The Death of the University

When people talk about “the death of XYZ” I usually find myself skeptical; a bit too sensational, a bit too attention grabbing. In this case it’s sincere; I am in complete agreement with a lot of the assessments of traditional university education and how it must change. Mark Cuban recently wrote a blog post intimating as much, comparing Higher Education to the Newspaper industry. The signs are out there for all to see – try this chart [3] which shows the costs of a university education since 1985.


If costs inflation of more than 500% are not enough, my problem of not having enough money is pretty common. But the difference between me and my American peers who went to grad school is that they got loans – lots of loans[4]. The current amount of student loan debt is approaching $1 trillion. Combine that much debt with the tremendous inflation in cost and the system is unsustainable.

I don’t think that MOOCs will kill off higher education, but there are a few things that we can look toward:

1. The rise of the autodidact who has enough discipline to stick through online courses and build a learning portfolio

2. The prestige of the professor, not the institution.

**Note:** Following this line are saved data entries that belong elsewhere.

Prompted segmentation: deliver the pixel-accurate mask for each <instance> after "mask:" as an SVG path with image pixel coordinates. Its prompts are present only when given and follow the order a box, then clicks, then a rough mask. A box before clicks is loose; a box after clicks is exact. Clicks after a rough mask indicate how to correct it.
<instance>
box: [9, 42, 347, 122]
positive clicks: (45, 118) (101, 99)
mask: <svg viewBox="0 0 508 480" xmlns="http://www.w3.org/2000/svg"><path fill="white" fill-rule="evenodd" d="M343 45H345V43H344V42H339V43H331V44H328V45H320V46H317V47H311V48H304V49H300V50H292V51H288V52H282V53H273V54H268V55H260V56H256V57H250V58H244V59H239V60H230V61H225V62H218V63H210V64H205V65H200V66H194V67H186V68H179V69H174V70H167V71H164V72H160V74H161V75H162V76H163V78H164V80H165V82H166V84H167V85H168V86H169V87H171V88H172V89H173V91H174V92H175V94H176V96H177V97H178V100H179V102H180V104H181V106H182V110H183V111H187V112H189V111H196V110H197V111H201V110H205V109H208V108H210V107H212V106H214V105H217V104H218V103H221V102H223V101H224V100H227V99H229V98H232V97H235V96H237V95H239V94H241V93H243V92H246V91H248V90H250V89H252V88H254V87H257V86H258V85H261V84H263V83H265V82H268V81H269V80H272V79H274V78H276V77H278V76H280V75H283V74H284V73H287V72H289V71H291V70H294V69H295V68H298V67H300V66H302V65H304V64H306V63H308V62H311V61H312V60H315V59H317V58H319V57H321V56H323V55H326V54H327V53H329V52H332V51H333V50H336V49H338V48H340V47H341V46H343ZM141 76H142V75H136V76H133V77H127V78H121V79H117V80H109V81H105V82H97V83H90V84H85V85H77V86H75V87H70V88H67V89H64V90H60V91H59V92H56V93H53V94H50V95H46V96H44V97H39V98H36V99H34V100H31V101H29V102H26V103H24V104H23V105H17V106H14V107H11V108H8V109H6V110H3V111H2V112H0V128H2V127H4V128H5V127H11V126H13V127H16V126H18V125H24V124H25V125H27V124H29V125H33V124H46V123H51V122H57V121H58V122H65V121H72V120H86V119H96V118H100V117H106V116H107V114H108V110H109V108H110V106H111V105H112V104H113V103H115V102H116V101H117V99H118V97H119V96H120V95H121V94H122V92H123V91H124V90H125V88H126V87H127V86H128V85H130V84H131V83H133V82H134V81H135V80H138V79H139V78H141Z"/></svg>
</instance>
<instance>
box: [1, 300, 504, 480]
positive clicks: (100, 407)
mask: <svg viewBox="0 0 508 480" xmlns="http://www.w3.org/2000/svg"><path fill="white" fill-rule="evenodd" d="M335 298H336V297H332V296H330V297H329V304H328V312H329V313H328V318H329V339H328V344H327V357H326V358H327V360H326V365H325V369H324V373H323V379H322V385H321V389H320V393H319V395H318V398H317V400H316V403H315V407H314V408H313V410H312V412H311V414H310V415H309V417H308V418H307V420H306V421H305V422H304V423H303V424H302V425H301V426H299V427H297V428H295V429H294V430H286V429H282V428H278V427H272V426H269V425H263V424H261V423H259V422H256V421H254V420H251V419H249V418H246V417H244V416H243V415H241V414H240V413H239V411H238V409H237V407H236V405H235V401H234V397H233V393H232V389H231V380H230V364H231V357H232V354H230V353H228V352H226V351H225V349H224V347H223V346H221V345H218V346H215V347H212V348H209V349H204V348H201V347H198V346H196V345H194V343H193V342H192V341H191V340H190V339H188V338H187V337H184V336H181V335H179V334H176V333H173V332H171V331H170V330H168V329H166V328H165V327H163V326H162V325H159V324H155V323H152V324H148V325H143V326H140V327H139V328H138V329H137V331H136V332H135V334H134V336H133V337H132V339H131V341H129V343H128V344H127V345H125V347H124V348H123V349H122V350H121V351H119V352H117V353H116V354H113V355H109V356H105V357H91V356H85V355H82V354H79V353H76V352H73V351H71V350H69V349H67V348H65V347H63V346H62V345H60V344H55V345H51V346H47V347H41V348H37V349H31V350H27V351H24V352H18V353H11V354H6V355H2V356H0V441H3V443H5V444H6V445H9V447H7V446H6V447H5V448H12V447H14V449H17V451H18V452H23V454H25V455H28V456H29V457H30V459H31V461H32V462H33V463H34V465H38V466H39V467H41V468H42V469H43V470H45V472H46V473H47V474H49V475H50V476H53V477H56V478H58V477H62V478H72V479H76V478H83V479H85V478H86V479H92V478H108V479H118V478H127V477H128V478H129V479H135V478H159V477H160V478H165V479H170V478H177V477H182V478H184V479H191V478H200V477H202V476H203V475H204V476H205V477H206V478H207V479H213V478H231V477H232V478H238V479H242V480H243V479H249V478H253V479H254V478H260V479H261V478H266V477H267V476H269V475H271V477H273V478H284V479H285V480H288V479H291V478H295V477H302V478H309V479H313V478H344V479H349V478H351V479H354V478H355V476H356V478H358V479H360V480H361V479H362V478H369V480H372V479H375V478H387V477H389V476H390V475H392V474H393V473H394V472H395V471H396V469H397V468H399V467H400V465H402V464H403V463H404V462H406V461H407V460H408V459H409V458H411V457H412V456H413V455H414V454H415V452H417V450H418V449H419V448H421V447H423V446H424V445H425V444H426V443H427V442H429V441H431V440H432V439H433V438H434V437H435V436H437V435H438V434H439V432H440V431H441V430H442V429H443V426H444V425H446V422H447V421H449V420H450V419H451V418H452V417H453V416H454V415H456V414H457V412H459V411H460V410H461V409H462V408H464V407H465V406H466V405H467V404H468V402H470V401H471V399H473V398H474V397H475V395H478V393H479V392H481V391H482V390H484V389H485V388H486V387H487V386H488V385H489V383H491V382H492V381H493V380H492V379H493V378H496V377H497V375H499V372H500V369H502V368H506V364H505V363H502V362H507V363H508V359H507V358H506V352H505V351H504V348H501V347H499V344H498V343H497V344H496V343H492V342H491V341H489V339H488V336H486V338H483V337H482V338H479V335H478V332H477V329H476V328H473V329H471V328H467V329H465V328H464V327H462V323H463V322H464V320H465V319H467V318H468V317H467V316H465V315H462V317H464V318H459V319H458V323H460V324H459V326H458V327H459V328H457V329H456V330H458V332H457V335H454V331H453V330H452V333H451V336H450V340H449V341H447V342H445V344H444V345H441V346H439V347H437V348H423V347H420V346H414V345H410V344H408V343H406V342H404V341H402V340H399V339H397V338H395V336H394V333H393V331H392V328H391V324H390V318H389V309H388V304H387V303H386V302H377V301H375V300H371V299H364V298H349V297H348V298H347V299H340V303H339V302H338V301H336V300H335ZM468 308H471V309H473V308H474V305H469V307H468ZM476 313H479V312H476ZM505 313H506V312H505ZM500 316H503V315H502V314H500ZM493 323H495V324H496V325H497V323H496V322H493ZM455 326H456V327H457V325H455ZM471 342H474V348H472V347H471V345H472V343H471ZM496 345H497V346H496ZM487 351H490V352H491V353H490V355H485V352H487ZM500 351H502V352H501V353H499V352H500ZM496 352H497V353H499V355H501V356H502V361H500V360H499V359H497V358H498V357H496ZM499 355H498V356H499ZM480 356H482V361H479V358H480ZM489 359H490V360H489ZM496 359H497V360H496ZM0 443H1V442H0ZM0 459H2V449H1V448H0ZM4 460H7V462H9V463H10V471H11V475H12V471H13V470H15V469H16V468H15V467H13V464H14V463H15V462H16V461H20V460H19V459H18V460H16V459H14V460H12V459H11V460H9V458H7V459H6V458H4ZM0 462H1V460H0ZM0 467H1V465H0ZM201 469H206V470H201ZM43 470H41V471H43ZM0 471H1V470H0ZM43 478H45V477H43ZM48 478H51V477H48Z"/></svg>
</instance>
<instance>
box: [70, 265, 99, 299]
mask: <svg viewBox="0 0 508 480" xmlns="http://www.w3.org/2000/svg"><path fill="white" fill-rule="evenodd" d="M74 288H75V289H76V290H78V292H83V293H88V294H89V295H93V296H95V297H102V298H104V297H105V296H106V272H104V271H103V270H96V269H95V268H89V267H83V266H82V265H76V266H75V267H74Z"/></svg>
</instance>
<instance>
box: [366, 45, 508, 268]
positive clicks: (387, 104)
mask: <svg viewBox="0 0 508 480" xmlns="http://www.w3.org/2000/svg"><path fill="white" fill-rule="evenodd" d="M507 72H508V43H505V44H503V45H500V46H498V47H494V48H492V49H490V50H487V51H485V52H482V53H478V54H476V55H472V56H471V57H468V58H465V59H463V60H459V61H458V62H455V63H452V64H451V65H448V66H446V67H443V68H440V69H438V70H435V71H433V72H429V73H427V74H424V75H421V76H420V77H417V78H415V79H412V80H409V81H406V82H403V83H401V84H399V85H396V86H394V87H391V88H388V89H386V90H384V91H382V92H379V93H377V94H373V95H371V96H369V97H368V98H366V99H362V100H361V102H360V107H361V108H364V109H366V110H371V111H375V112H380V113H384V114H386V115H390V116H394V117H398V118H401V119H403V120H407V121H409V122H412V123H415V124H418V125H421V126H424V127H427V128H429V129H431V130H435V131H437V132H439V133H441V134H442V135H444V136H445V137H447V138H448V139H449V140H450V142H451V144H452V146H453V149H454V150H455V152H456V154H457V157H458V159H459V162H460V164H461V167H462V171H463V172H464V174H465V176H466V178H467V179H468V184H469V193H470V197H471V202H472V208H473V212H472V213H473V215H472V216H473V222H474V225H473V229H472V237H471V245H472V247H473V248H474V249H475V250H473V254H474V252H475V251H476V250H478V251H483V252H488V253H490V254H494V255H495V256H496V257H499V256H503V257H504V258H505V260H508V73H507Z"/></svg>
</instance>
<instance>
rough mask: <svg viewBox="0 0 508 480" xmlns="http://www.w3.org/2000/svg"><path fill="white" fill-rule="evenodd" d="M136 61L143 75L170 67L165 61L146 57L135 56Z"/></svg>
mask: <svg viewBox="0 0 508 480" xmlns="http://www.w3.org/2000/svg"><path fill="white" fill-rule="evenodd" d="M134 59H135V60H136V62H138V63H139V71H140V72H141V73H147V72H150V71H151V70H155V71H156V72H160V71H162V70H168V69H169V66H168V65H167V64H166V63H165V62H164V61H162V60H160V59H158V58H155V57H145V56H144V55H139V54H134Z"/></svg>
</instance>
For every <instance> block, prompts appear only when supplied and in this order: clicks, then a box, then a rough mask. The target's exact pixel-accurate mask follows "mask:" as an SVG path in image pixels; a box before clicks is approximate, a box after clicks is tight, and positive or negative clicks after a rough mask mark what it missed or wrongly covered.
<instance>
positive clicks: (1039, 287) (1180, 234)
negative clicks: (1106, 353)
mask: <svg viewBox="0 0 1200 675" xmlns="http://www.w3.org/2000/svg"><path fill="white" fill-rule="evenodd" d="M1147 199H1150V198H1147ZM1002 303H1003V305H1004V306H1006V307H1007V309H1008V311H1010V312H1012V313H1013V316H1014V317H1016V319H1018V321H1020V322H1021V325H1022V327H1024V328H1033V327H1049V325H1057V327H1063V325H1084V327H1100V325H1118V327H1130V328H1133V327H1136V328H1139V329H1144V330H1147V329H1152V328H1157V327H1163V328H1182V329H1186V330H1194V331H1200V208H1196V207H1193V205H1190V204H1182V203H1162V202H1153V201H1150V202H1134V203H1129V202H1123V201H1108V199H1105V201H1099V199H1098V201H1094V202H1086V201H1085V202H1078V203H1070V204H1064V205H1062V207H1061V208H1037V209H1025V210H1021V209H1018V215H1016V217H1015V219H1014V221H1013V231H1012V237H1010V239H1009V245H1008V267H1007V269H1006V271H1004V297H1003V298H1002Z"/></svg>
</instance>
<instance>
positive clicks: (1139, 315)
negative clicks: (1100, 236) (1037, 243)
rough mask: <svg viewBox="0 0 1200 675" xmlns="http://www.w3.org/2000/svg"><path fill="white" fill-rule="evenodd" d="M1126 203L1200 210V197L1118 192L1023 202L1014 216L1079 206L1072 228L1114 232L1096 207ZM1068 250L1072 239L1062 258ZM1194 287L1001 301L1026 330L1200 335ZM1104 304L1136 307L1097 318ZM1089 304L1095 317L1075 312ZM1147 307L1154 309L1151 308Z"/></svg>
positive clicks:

3. Innovation around the accountability and mentorship models of online learning.

4. Diminished interest in masters programs as the pick and choose model of further education allows people to tailor their post graduate learning toward their professional situation.


The development of MOOCs is pretty exciting. They represent, for me, an evolution toward that dream of further education that I always hoped I’d get. It won’t be in the hallowed halls of a prestigious institution but I will have their professors; who would have thought an African kid from Nairobi would learn Scala as a direct tutor from the likes of Martin Odersky? Beyond that, and more importantly, they make me hopeful that I will be able to help my son with his education: supplementing his formative years and perhaps changing how he goes to university.


[1] I don’t think it’s all that strange to be a lifelong learner. A lot of feelings of alienation come from hanging out with people who don’t value similar things.

[2] I used to venerate well known schools a little too much. The value of some of these schools is the amount of money they have for things like research but for getting the basics I’ve started to put a lot more emphasis on the student, not the school.

[3] Source: Bureau of Labor Statistics, from the article Why Tuition Has Skyrocketed at State Schools on NYT.

[4] 40% of people under 30 have outstanding student loans, and the average outstanding debt is $23,300. 10% of those owe north of $54,000 and 3% owe more than $100,000. Source: Federal Reserve Bank of New York cited in the article Fed Study of Student Debt Outlines a Growing Burden on NYT.